PhD Update 5: Hyper optimisation and frustration
Hello there again! It's been longer than I anticipated since the last proper post in this series. Before I continue, here's a list of all the (proper) posts in this series so far:
- PhD Update 1: Directions
- PhD Update 2: The experiment, the data, and the supercomputers
- PhD Update 3: Simulating simulations with some success
I've haven't managed to get as much done since last time as I was hoping (partly due to the fact that I'm currently having to work from home, which is more challenging than I expected), but I have finished my implementation of the Temporal CNN, and am now working on hyperparameter optimisation. I've also fixed a number of issues in my rainfall radar data downloader and processing programs - which I'll talk about in more detail below
HAIL-CAESAR and the iterative improvements
Someone at the University recently approached me (if you are reading this and have a blog, comment below and I'll update) to ask if they could use my rainfall radar data downloader program to download some rainfall radar data for their project. Naturally, I helped them out. This turned out to be a great thing for me as well, as with their help I managed to uncover a number of very nasty issues with the data pipeline I had been building up to that point:
- The hydro index file that HAIL-CAESAR uses was completely scrambled
- The date on the data downloaded was a month out
- The data downloaded was (and still is) rotated by 90° on disk
- The data was out by a factor of 32
While fixing each of these bugs was a (relatively) simple process, I can't help but wonder how they managed to escape my notice until (for all but 1 of them) someone else told me about them.
The other issue was that because of the amount of data I'm working with, it took forever to re-run the program to test to see if I had managed to fix the problem - and if I had, I'd encounter another problem. This long iteration process makes implementing a new feature or fixing a bug a very time-consuming process.
Despite fixing all these issues, I'm still experiencing issues with my latest refactoring of the rainfall radar data downloader (namely a hang in the event system when reading tar files). My current thinking is that I'm going to completely reimplement it (using snippets from the old programif I need to use it again in the future, as it is currently neither particularly efficient (it's single-threaded) nor easy to bugfix (it's pretty complicated).
I've got an idea for a parallel system that processes each tar file separately first, and then only after all the tar files have been converted separately are they strung together into the actual files the existing implementation spits out currently.
Temporal CNN delight
Last time, I had just started my implementation of a Temporal CNN. This is now pretty much complete, and I've also been able to run it and get some results! Check out this graph:
This graph shows the root mean squared error when training on 1000 time steps of data (about 3 days 11 hours or so). Epochs are along the X axis, and the root mean squared error is on the Y axis.
A few things to note here. Firstly, the implementation I've come up with essentially does video-to-image translation.

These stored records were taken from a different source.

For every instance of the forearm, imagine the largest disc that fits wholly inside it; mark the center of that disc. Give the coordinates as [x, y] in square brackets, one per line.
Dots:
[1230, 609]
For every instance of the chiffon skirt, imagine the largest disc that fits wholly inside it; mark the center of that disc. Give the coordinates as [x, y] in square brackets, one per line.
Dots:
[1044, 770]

The original model in the paper I've linked to is demonstrates a classification task (specifically land use over time) - so what I'm doing is a little different.

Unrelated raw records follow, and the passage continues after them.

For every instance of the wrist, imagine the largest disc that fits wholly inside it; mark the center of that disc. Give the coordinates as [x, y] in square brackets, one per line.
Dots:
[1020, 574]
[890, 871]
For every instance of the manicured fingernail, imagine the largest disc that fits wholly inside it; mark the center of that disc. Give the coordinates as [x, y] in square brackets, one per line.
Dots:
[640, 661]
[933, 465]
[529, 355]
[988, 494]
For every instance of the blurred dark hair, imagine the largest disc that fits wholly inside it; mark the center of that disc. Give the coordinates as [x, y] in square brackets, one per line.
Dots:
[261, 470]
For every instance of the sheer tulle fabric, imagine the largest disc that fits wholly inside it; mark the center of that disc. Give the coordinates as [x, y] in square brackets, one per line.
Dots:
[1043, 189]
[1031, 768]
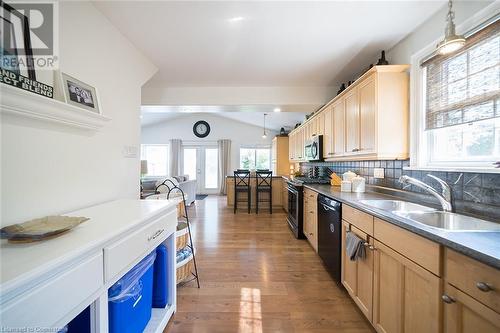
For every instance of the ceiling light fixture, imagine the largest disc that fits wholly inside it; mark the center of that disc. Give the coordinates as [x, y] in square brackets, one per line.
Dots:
[451, 42]
[265, 134]
[236, 19]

Secondly, I've omitted the root mean squared error for the first epoch. It was so high that it made the rest of the graph impossible to see - hence the omission.
I'm pretty pleased with this result so far - as I have a nice downwards curve indicating that the model is (probably) learning something useful.

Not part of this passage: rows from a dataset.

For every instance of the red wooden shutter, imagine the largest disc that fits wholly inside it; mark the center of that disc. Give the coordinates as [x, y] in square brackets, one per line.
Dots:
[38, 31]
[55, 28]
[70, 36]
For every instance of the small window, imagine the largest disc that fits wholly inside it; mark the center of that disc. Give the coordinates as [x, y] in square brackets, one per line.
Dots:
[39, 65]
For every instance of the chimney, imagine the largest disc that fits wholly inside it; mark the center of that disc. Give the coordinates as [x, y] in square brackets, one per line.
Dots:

I am still rather nervous about the output though, as due to the way I've implemented the network I haven't actually been able to 'see' the output of the network at all as an image yet. Doing so would take a while to implement, so I haven't done so for now (although I really should do this soon). It would be really cool to see a short video (maybe at ~10fps) of the network output as the epochs move forwards to visualise the network training process.
Lastly, at the suggestion of my supervisor I've been working on hyperparameter optimisation. In short, this consists of training the model with random combinations of hyperparameters and seeing which ones work best.
A hyperparameter is a tunable parameter that controls an aspect of a model. In my case, I have 2 key hyperparameters I need to tune:
- Filter count: CNN layers in Tensorflow.js have a filter count associated with them. I theorise that increasing this will increase the model's ability to learn spatial information.
- Temporal depth: The number of time steps to push through the model at once. Increasing this will allow the model to make predictions based on events that occur further in the past.
My eventual aim here is to create a heatmap that has the above hyperparameters along the X and Y axes, and the colour showing the accuracy of the model that was trained - similar to the one I created previously.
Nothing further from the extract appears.